Toch heeft Wieringa een punt. De bestrijding van fraude en terrorisme vertonen opmerkelijke overeenkomsten. En dan niet zozeer de wijze van bestrijding - hoewel ook daar enkele gelijkenissen in bestaan - het is vooral de manier waarop die politiek wordt vormgegeven. Lees Kamerverslagen terug en zie dat tijdens debatten over nieuwe ingrijpende fraudebestrijdingsmaatregelen slechts wat tegengesputterd wordt door verdwaalde oppositieleden. Want fraudebestrijding is, net als terrorismebestrijding, niet iets waar je écht tegen kunt zijn.
Sesam, open u!
Waar deden we onderzoek naar?
Dit artikel is een weerslag van het onderzoek naar fraudebestrijding door de Nederlandse overheid. Een onderzoek waar wij in november 2014 mee begonnen. Er vielen toen twee zaken op: de hoge prioriteit van de fraudebestrijding bij het kabinet én een reeks zeer kritische, doorwrochte rapporten over diezelfde bestrijding.

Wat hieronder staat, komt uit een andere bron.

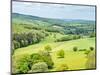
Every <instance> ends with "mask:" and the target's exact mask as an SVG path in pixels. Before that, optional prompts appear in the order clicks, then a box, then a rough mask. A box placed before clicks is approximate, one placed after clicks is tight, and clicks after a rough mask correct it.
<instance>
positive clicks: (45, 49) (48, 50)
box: [44, 45, 52, 52]
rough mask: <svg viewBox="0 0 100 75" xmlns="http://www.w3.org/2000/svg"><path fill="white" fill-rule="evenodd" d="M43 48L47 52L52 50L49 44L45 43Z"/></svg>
mask: <svg viewBox="0 0 100 75" xmlns="http://www.w3.org/2000/svg"><path fill="white" fill-rule="evenodd" d="M44 49H45V50H46V51H48V52H50V51H51V50H52V48H51V46H50V45H47V46H45V47H44Z"/></svg>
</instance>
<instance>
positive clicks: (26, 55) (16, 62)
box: [12, 54, 30, 73]
mask: <svg viewBox="0 0 100 75" xmlns="http://www.w3.org/2000/svg"><path fill="white" fill-rule="evenodd" d="M29 60H30V56H29V55H27V54H24V55H20V56H18V57H15V56H13V60H12V72H13V73H27V72H28V71H29V67H28V66H29V65H30V62H29Z"/></svg>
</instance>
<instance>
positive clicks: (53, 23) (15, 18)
mask: <svg viewBox="0 0 100 75" xmlns="http://www.w3.org/2000/svg"><path fill="white" fill-rule="evenodd" d="M12 19H15V20H19V21H27V22H34V21H35V22H36V21H42V22H46V23H50V25H52V24H60V25H65V24H75V23H77V24H95V21H91V20H80V19H53V18H43V17H38V16H32V15H24V14H19V13H12Z"/></svg>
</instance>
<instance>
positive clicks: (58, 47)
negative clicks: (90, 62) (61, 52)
mask: <svg viewBox="0 0 100 75" xmlns="http://www.w3.org/2000/svg"><path fill="white" fill-rule="evenodd" d="M57 36H60V37H61V36H62V35H60V34H58V35H57ZM52 37H53V36H48V37H46V39H44V40H42V41H41V42H40V43H38V44H34V45H30V46H27V47H23V48H19V49H16V50H15V53H14V56H16V57H17V56H18V55H21V54H32V53H37V52H39V51H40V50H44V47H45V46H46V45H50V46H51V48H52V52H51V56H52V59H53V62H54V68H53V69H51V70H50V71H56V70H57V69H59V66H60V65H62V64H66V65H68V70H78V69H85V63H86V60H87V58H86V55H85V54H84V51H78V52H74V51H73V47H74V46H77V47H78V48H79V49H87V50H88V49H89V47H90V46H93V47H94V46H95V38H83V39H82V38H81V39H78V40H71V41H64V42H53V40H54V39H53V38H52ZM94 48H95V47H94ZM61 49H63V50H64V51H65V57H64V58H60V59H59V58H57V52H58V51H59V50H61Z"/></svg>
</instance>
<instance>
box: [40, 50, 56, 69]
mask: <svg viewBox="0 0 100 75" xmlns="http://www.w3.org/2000/svg"><path fill="white" fill-rule="evenodd" d="M39 54H40V55H41V57H42V59H43V61H44V62H46V64H47V65H48V68H49V69H51V68H53V65H54V63H53V61H52V58H51V55H50V53H49V52H48V51H39Z"/></svg>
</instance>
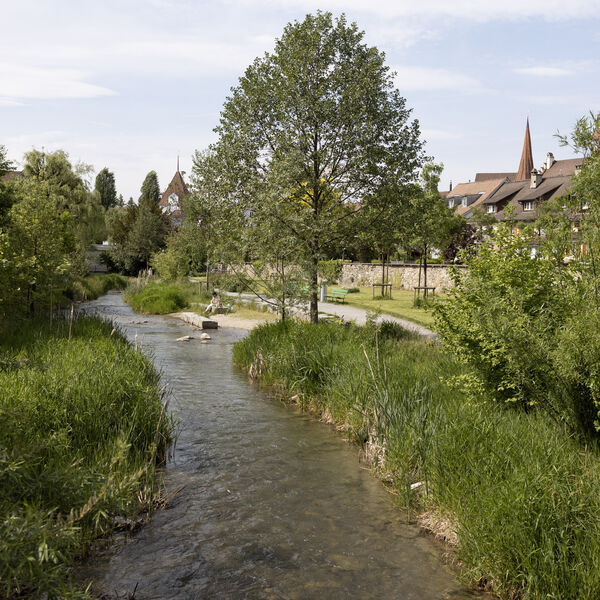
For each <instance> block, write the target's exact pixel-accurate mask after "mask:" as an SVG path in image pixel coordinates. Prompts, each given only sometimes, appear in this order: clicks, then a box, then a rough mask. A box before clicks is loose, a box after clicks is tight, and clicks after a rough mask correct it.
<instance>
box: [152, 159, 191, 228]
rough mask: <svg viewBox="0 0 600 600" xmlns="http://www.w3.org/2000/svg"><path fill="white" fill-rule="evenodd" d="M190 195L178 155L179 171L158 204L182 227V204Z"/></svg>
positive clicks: (178, 166)
mask: <svg viewBox="0 0 600 600" xmlns="http://www.w3.org/2000/svg"><path fill="white" fill-rule="evenodd" d="M189 193H190V192H189V190H188V187H187V185H186V184H185V181H184V180H183V176H182V174H181V172H180V171H179V155H177V171H175V175H173V179H171V183H169V185H168V187H167V189H166V190H165V191H164V192H163V194H162V197H161V199H160V201H159V203H158V204H159V206H160V207H161V208H162V209H163V211H164V212H166V213H168V214H169V215H170V217H171V220H172V221H173V223H174V224H175V225H180V224H181V222H182V221H183V213H182V211H181V203H182V200H183V199H184V198H185V197H186V196H187V195H188V194H189Z"/></svg>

We wilden weten op welke manier de Nederlandse overheid fraude bestrijdt en wat de effecten zijn. We spraken met bestrijders, ambtenaren, onderzoekers en hoogleraren. We lazen tientallen rapporten en overheidsdocumenten, bezochten congressen, gingen langs bij de Nationale Ombudsman en de Algemene Rekenkamer. We ontvingen tientallen nuttige tips en hoorden interessante verhalen van lezers.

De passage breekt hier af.